Sabrina Muller, weitere Preisträgerin, deren Arbeit „Das Reich der Tiere“ gemäß der Bremer Förderpreis-Idee vor einem Jahr als Konzept ausgezeichnet und nun realisiert wurde, hat ihre Kamera an einem politisch belasteten Ort aufgestellt: Sarajewo. Allerdings will die junge Künstlerin ihr Werk nicht mit der Realgeschichte und -gegenwart kurzgeschlossen wissen. Als „poetischen“ Beitrag im Vergleich zu Sulaks „dokumentarischem“ begreift auch Förderpreis-Kuratorin Marikke Heinz-Hoek die Arbeit Mullers. Kryptisch schildert die Pressemitteilung der Städtischen Galerie die Entscheidungsfindung beim Muller-Konzept. „Chaos und Wahnsinn“ würden frühere Arbeiten der in Paris und Berlin ansässigen Künstlerin kennzeichnen, „Animalität und Bestialität“ seien ihr Thema. Erstaunlich mutet hier an, dass sich dahinter eine „klare künstlerische Position“ offenbaren solle.
Was Mullers „Reich der Tiere“ als letztes schafft, ist Klarheit. Das muss nicht schlecht sein, wenn im Dschungel der Motive und Themen formale Entschlossenheit oder Brillanz aufblitzen würde. Diese zu erkennen, fällt nicht leicht.

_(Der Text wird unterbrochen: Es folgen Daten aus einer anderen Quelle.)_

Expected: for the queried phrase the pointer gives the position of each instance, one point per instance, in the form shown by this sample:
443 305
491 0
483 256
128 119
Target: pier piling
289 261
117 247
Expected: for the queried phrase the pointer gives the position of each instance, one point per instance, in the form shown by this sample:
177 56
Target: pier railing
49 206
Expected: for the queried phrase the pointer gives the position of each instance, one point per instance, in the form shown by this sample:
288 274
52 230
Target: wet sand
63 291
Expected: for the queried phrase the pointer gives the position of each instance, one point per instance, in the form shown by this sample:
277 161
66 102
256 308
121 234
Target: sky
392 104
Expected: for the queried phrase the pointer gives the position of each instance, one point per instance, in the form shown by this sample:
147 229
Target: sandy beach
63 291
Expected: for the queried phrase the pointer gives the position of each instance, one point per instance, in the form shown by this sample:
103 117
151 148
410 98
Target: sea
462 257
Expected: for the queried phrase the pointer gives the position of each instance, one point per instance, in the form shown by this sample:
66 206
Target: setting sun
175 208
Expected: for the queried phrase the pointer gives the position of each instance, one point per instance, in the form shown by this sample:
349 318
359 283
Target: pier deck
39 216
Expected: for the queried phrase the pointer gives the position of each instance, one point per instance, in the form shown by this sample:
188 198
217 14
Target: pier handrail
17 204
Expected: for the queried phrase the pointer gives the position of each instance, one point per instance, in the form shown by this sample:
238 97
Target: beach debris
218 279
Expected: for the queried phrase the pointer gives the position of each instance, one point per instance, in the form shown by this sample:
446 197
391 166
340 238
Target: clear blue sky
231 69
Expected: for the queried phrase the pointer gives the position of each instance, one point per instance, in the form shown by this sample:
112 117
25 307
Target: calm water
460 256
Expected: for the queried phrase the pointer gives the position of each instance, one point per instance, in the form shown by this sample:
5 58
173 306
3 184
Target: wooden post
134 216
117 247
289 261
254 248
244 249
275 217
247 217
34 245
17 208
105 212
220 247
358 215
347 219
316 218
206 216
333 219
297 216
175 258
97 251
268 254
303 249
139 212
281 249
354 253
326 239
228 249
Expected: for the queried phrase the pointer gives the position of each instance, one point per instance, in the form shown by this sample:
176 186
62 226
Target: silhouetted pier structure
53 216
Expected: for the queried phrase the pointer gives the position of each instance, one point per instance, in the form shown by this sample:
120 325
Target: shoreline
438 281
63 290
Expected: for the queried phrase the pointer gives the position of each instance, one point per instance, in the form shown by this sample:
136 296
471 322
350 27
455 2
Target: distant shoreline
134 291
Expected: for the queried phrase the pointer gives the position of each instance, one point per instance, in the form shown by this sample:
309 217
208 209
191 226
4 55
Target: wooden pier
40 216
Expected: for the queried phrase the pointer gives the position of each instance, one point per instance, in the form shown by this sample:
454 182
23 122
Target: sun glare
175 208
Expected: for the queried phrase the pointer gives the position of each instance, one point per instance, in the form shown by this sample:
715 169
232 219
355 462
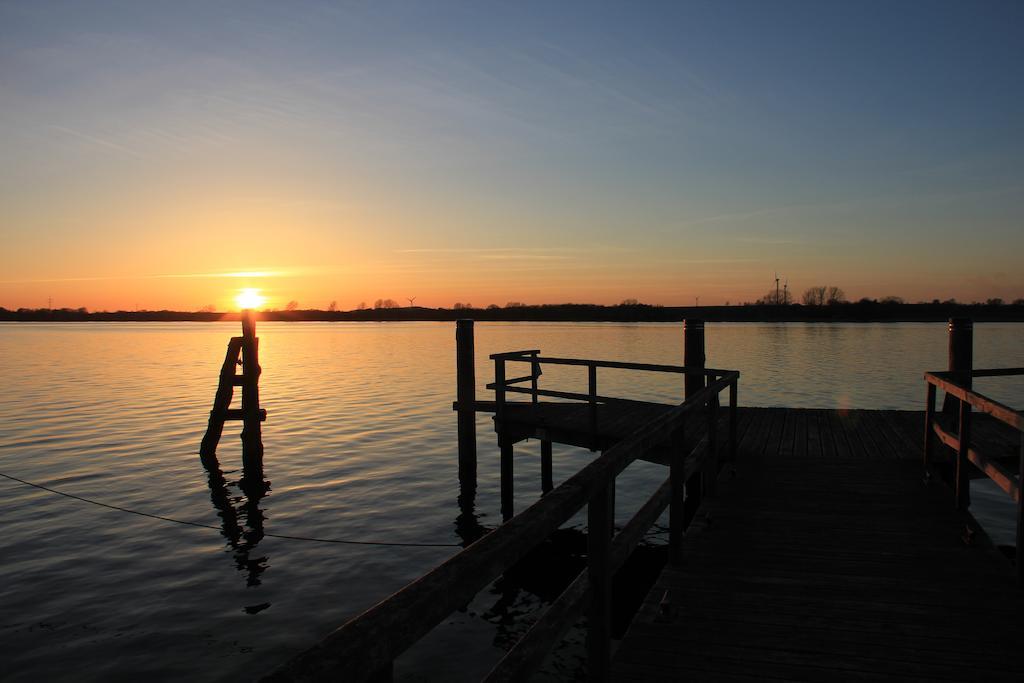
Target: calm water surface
359 444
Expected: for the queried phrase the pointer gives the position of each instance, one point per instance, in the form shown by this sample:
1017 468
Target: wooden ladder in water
246 346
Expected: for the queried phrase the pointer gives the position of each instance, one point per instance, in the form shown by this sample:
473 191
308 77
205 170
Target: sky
167 155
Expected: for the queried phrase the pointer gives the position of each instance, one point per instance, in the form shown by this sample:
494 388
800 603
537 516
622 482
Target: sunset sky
167 155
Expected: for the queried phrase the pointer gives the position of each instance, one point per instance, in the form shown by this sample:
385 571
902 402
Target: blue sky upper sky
495 152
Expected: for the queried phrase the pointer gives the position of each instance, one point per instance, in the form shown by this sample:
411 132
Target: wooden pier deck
827 558
810 545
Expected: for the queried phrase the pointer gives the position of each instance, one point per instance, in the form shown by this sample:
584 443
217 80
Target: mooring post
466 396
508 495
677 514
1020 515
693 356
961 358
547 482
252 437
600 526
961 365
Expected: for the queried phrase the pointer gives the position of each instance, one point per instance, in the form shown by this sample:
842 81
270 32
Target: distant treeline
865 310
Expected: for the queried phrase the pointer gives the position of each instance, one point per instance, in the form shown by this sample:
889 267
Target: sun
250 298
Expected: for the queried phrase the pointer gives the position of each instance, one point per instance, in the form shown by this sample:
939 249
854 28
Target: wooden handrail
984 403
514 355
961 441
646 367
997 372
367 645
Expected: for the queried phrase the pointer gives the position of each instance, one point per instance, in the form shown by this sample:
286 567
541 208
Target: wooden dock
826 558
811 545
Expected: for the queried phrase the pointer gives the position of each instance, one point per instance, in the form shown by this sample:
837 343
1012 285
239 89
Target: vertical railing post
677 473
961 358
535 373
733 402
929 431
466 396
592 393
963 478
599 529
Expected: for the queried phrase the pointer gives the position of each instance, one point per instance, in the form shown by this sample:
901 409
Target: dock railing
960 440
503 385
366 646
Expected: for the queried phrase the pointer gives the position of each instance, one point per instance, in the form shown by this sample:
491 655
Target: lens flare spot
250 298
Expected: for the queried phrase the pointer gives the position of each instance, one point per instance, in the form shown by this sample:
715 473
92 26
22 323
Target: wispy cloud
182 275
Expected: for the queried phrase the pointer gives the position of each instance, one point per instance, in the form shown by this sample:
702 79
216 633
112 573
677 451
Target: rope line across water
395 544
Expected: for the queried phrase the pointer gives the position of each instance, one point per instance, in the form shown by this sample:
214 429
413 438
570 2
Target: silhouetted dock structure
803 544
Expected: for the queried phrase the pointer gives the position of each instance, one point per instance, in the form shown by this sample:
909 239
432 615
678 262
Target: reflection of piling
466 395
251 414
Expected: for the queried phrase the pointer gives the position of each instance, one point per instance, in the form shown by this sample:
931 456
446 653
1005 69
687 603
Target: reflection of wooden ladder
246 346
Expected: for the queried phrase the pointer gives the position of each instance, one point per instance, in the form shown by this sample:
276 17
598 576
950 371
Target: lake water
359 444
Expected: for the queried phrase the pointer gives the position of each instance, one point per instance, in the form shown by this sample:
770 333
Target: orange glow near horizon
250 298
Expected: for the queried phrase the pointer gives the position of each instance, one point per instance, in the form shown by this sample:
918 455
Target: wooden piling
547 482
246 346
961 358
252 437
693 356
466 396
1020 515
600 526
508 496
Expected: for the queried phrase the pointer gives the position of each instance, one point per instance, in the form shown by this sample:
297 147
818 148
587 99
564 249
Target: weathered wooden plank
841 567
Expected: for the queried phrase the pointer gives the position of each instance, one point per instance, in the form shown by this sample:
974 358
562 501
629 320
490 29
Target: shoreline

Was an der Videoinstallation gewürdigt werden könnte, ist das offene Zusammenspiel zwischen Gedanken an einen Tatort und ruhigen Naturaufnahmen, die Landschaft in freier und umhegter Natur, archaische Gewaltszenarien wie die Thematisierung der Davidschen Schleuder und das Umkreisen eines ausgestopften Geiers im Naturkundemuseum einschließen. Oder wäre das zu eng gefasst bei einer Künstlerin, die „einfach Gras mag“ und angesichts einer Jury, die unsagbar Eigenes und Besonderes in dem „jungen Talent“ identifiziert? Dass sie es verstehe, „zeitgenössische Themen im Video umzusetzen, ohne den Zeigefinger zu heben“, kann ja nicht der Grund für den Preis gewesen sein.
Der dritte gekürte Beitrag ist das „kreative multimediale Projekt“ der Gruppe „eteam“ mit dem Titel „Second Life Dumpster“. Zu Szenen aus dem Internetszenario „Second Life“ hängen zwischen Sitzmöbeln und Leuchten Elektroartikel-Verpackungen von der Decke. Das Müllthema des virtuellen Raums wird so auf schlichte Weise greifbar. Die „eteamer“ Franziska Lamprecht und Hajoe Moderegger haben sich in der digitalen Parallelwelt weniger mit Aufbau als mit Abfuhr beschäftigt. Vielleicht können wir ja so aus der Webwelt lernen, wie wir bei jeder Warenzufuhr auch gleich an die Entsorgung denken. Oder wir verlagern unsere Aufbauleistungen gleich ganz ins Internet. Da reicht dann für den Weg, bei dem sich die Wachstums- und Überflussgesellschaft chronisch schwer tut, der Löschbefehl.
Die Bremer Videokunst-Förderpreis-Ausstellung mit letztjährig prämierten Konzepten und nun realisierten Arbeiten wird heute, 19 Uhr, in der Städtischen Galerie Bremen eröffnet und ist bis zum 14. Februar zu sehen. Außerdem werden heute die neuen Preisträger benannt.